More Worker revolts in E. Europe

by

Fifth Estate # 303, October 20, 1980

The following is reprinted from a section of “Mass Strikes in Capitalist Poland,” which appeared in the August/September, 1980 issue of World Revolution magazine available from BM Box 869, London WC1V 6XX, Great Britain. It is authored by C D Ward.

As the whole eastern bloc, under Russian hegemony, gears up its war economy in response to increasing inter-imperialist tensions, workers will be asked to make even greater sacrifices. More capital will be invested in heavy industry and arms production, less in the consumer sector. Production norms will be increased, wage levels held down. Thus for the workers of the eastern bloc, the rallying cry of Stalinism and Trotskyism—”defend the USSR against imperialism”—has a very concrete meaning: work harder, eat less, prepare to die for the fatherland.

The problem for the bourgeoisie in the east as well as the west is that the workers don’t seem to accept this logic. * They are putting their own class interests before the interests of the nation or the bloc. This is true not only in Poland and other east European countries, but in Russia itself. Thus in May there were reports of wide-scale strikes in Russian industry. Various sources have referred to big strikes in the USSR’s “motor cities” of Togliattigrad and Gorky. In Togliattigrad 170,000 car workers are said to have been involved in strike action in solidarity with striking bus drivers. In Gorky, 200,000 car workers came out in protest against inadequate supplies of milk and meat.

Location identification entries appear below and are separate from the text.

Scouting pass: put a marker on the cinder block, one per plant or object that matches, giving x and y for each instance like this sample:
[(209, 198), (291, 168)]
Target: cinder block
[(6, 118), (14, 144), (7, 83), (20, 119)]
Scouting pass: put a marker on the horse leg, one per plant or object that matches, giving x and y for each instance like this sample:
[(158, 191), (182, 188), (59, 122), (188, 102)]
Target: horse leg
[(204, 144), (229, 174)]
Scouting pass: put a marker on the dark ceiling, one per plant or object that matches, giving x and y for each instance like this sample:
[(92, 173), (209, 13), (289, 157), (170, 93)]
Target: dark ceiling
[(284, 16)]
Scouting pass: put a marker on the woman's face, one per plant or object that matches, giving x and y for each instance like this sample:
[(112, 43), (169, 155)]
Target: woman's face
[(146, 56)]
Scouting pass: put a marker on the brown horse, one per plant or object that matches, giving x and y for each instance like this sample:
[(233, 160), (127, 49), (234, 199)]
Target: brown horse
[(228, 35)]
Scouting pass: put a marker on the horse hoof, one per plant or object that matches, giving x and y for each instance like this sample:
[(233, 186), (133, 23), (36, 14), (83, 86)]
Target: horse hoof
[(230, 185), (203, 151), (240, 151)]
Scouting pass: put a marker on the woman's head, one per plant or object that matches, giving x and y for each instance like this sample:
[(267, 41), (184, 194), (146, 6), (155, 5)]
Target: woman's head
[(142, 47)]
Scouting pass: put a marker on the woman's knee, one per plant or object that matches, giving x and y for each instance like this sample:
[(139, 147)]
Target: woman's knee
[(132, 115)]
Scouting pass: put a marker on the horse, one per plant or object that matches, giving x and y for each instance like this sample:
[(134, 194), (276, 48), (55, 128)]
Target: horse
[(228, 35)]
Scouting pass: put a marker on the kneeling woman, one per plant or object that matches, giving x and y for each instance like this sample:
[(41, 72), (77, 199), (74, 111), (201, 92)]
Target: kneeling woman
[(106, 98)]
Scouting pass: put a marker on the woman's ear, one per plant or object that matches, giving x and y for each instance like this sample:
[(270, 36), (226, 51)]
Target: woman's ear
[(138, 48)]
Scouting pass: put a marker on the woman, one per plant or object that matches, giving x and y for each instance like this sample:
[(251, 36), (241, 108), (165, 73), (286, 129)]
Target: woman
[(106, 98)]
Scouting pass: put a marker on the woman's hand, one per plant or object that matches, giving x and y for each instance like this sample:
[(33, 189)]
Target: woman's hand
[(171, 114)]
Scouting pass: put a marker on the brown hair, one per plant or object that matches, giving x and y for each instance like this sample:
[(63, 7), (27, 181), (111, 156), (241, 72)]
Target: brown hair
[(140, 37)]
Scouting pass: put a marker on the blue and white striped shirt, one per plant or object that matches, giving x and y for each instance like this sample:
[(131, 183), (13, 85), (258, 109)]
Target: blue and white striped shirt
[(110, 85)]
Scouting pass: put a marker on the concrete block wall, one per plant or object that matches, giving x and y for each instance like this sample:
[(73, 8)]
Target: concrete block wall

The strike was preceded by the distribution of 2,000 handwritten leaflets, which would seem to indicate a certain level of politicization among groups of Russian workers.

Other conflicts have been reported at the huge Kama river plant that makes trucks for the army in Afghanistan, and at a tractor plant in Chelyabinsk in the Urals. A “dissident” spokesman interviewed in Le Monde claimed that such strikes and disturbances are becoming more and more commonplace in Russia today. Add this to the reports of soldiers deserting from the Afghan front and of angry scenes over the number of dead bodies being flown back from Afghanistan, and we can get an idea of the difficulties confronting the Russian war drive.

The more the workers refuse to be patriotic and responsible, the more they fight for their own class demands, the harder it will be for the bourgeoisie in the Russian bloc to step up its war plans, and the nearer we will get to a head-on confrontation between the workers and the state.

* Members of the Fifth Estate staff do not share the belief with World Revolution magazine that an actual class of bourgeoisie exists in the Eastern bloc countries, but we can press that argument some other time.